While creating a normal logical backup of a 1.3TB replica, its state changes to errored after about 16 hours of run with the following:
check for concurrent jobs: getting pbm object: create PBM connection to mongo-rs0-2.mongo-rs0.mongo.svc.cluster.local:27017,mongo-rs0-0.mongo-rs0.mongo.svc.cluster.local:27017,mongo-rs0-1.mong-rs0.mongo.svc.cluster.local:27017: create mongo connection: create mongo client: failed to find CERTIFICATE
The backup job however still progresses and completes, but I’m unsure as to the validity of the backup it creates (and the fact that I doubt it’s possible to restore from that unless manually changing its status to success)
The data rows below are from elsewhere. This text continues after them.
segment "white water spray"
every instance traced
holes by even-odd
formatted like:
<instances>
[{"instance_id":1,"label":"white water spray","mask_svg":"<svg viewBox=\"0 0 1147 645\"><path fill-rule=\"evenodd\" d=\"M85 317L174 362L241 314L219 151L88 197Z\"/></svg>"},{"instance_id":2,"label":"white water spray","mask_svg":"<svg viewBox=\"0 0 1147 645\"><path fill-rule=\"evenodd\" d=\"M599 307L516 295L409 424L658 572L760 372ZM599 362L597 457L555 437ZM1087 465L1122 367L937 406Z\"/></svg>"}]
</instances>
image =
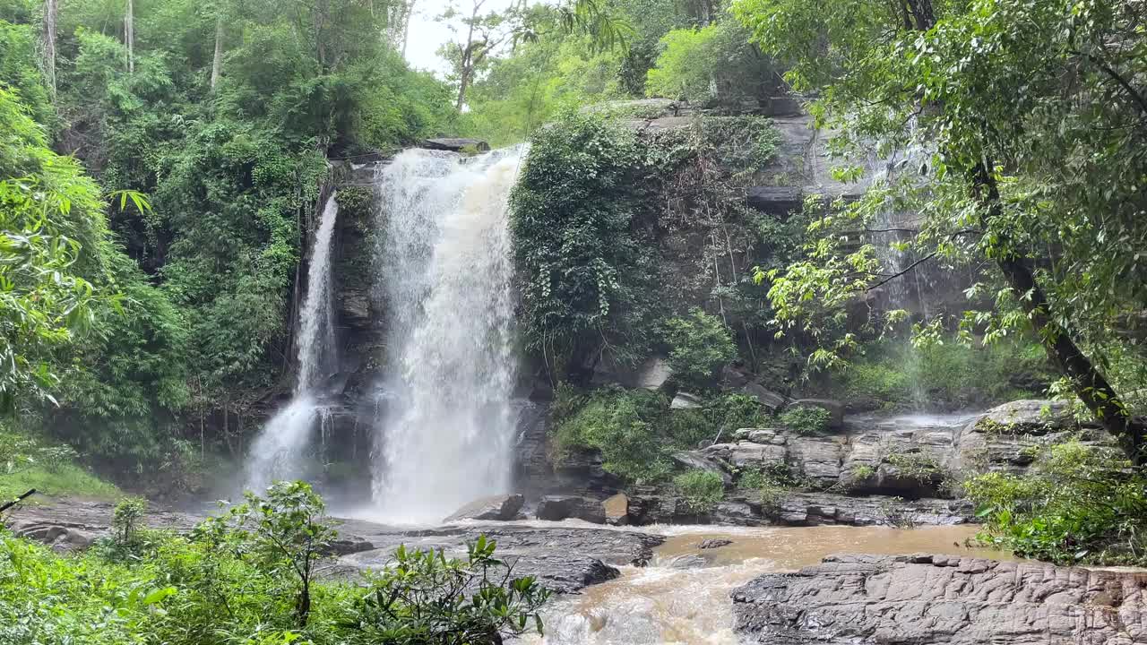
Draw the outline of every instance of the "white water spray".
<instances>
[{"instance_id":1,"label":"white water spray","mask_svg":"<svg viewBox=\"0 0 1147 645\"><path fill-rule=\"evenodd\" d=\"M291 402L267 421L251 444L245 488L262 491L275 480L307 475L307 452L315 422L327 415L317 390L333 363L334 310L330 302L330 242L338 218L331 193L319 218L306 274L306 297L298 314L298 381Z\"/></svg>"},{"instance_id":2,"label":"white water spray","mask_svg":"<svg viewBox=\"0 0 1147 645\"><path fill-rule=\"evenodd\" d=\"M390 356L372 491L389 521L435 522L509 487L507 200L523 155L406 150L376 177Z\"/></svg>"}]
</instances>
+1 same issue, but with a much lighter base (1GB)
create pbm object: create PBM connection to prod-mongodb-rs0-0.prod-mongodb-rs0.mongo.svc.cluster.local:27017,prod-mongodb-rs0-1.prod-mongodb-rs0.mongo.svc.cluster.local:27017,prod-mongodb-rs0-2.prod-mongodb-rs0.mongo.svc.cluster.local:27017: create mongo connection: create mongo client: failed to find CERTIFICATE
PSMDB Operator 1.14.0
Would you need any additional info, please ask
I think it’s possible for it to be related to this, and as @Sergey_Pronin says, the backups are good but indicating a wrong failed status. I haven’t tried restoring from those failed ones though.
Same problem here and in my case, it’s not related to this. I think it is a problem with deploy certificates, i have two environments and i’ve done an operator upgrade from 1.9.0 to 1.14.0, in development it is working as expected, i got backups in S3 but in production, i got this error. Comparing both environments, i’ve only seen that the certificates doesn’t upgrade properly like in development, i say this because in ArgoCD the objects of each app are different, not the same result. In development, i see two secret objects for certificates but they aren’t in production so i’m guessing something is happening there.
@Semantic @aporrinali is it happening to any backup resource?
What do you mean by a resource in this case?
@Semantic I’m talking about
psmdb-backup. In other words - if you try manual backup through creating a psmdb-backup resource - is it always erroring out or there is a chance that it goes through?
Correct my backups are only done manually at the moment. Some clusters happen to work, some don’t even though I retried them a couple times.